The following strategy fixes this, and also addresses Per's issue re Docker & PIDs. The tweak is to create and lock a file off to one side, before trying to (atomically) move it in to the shared position.

  1. create a temporary file (eg by Linux mktemp)
  2. lock the file
  3. atomically rename to the shared lock file eg "cpuN.lock" (eg using Linux renameat2 with RENAME_NOREPLACE). This will either fail if the file already exists, or perform the equivalent of an atomic-create-and-lock-file
  4. if succeeded you now have the lock. If failed, see 3a-d below
  5. ... use
  6. delete the lock file when done

If step 3 fails you either legitimately don't have the lock, or a process with the lock died without correctly cleaning up. If the latter, the OS will have released the lock, allowing the following to safely inherit where appropriate (note no PID check or timeout/forcing): 3a. open the lock file normally for r/w. if this fails go back to step 1 3b. try to acquire the lock 3c. if the lock acquisition (3b) worked then the old process detached incorrectly. You have inherited the lock. Clean up any tmp files. Use the shared resource. delete the lock file when done 3d. if the lock acquisition (3b) was denied then the lock is legitimately held by someone else (either normally or by inheritance)

I think there's still a race condition there

P1: 1, 2, 3, 4, 5
P2: 1, 2, 3, 3a
P1: 6
P2: 3b,  3c... (it has a lock on a non-existent file)
P3: 1, 2, 3, 4, 5 (it's able to acquire the lock because there was no lockfile)

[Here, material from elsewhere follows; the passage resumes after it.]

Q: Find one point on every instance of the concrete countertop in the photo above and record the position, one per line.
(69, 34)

I think this might work for acquireLock()

  1. Create new or open existing lock file (covers the case where a process doesn't clean up)
  2. Acquire exclusive lock on lock file
  3. If acquisition fails another process has the lock, return false
  4. If acquisition succeeds, check that the lock file exists, if it doesn't someone else has deleted it, go to 1 (covers off the case where the file was deleted between open and acquire lock)
  5. Write metadata to lock file, do work
  6. Delete the lock file
  7. Release the lock, close the channel

This also means we can clean up orphans on isFree()

  1. Open existing lock file, if it doesn't exist return true
  2. Acquire shared lock on the lock file. if that fails, someone else has an exclusive lock, return true
  3. If acquire succeeds, it was an orphaned file, delete it, return true
  4. Release lock

I think mutual exclusion is guaranteed because

  1. Nobody deletes without first having a lock
  2. After the locker acquires the lock, the first thing they do is check that the file exists and release the lock if it doesn't.